Instructor · DeepLearning.AI

Pros & Cons

Pros

  • Taught by Jacob Lee, a founding software engineer at LangChain and maintainer of LangChain.js, so the JavaScript-first guidance comes straight from the source
  • Genuinely free with hosted in-browser notebooks -- no installs, API keys, or payment needed to follow along
  • Tight, well-paced format (eight short lessons, ~1 hour) that learners repeatedly describe as 'short and sweet'; gets you to a working RAG chatbot quickly
  • Rare JavaScript/TypeScript-native treatment of RAG, where most LLM tutorials assume Python -- a real fit for web developers
  • Practical end-to-end arc that ends with shipping a streaming web API, not just a notebook demo

Cons

  • Introductory depth only: it ends roughly where production work begins and won't make you proficient on its own
  • Dated to mid-2024 -- it predates LangGraph and LangChain v1.x agent patterns that are now the recommended approach for complex/agentic apps, so some chain/retriever patterns are no longer current best practice
  • No certificate of completion
  • Verified review volume is small (4.7/5 from 26 reviews on the Coursera mirror), so sentiment, while positive, is based on a limited sample

Alternatives To Consider

Frequently Asked Questions

Is Build an LLM App with LangChain.js free?

Yes — Build an LLM App with LangChain.js is free to access. Free. The course is offered free on DeepLearning.AI with in-browser notebooks. A free Coursera 'guided project' mirror also exists. No certificate is issued.

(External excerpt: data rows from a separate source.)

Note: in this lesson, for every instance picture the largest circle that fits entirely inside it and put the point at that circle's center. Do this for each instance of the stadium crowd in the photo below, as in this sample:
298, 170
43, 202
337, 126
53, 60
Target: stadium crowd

Who is Build an LLM App with LangChain.js for?

JavaScript and TypeScript web developers (React/Node/Next.js) who are comfortable with async JS but new to LLM app development and want a fast, hands-on first look at LangChain.js, RAG, embeddings, vector stores, and how to wire a chatbot up to a streaming web API. Ideal as a free weekend orientation before committing to longer paid courses.

What will you learn in Build an LLM App with LangChain.js?

The core LangChain.js building blocks -- prompts, chat models as an abstraction over specific LLMs, and output parsers -- composed with the LangChain Expression Language (LCEL); How to load source documents and split them into chunks suitable for retrieval (text splitters); How to generate embeddings and store/query them in a vector store to power semantic retrieval; How to build a basic question-answering chain over your own data (the core RAG pattern).

What are the prerequisites for Build an LLM App with LangChain.js?

Solid JavaScript / TypeScript fundamentals, including async/await and working with Node.js or a modern web framework; Basic familiarity with web APIs and running a local dev environment (notebooks are provided in-browser, so no local install is strictly required); An understanding of what an LLM is helps; no prior machine-learning or LangChain experience is assumed; Conceptual awareness of API keys / model providers (e.g., OpenAI) is useful, though the hosted notebooks supply the environment.

Is Build an LLM App with LangChain.js worth it?

An excellent free, hour-long intro for JavaScript developers who specifically want to understand LangChain.js and build a basic RAG chatbot, but too short and too dated (mid-2024, pre-LangGraph) to be your only or primary resource if you need depth, agents, or production patterns.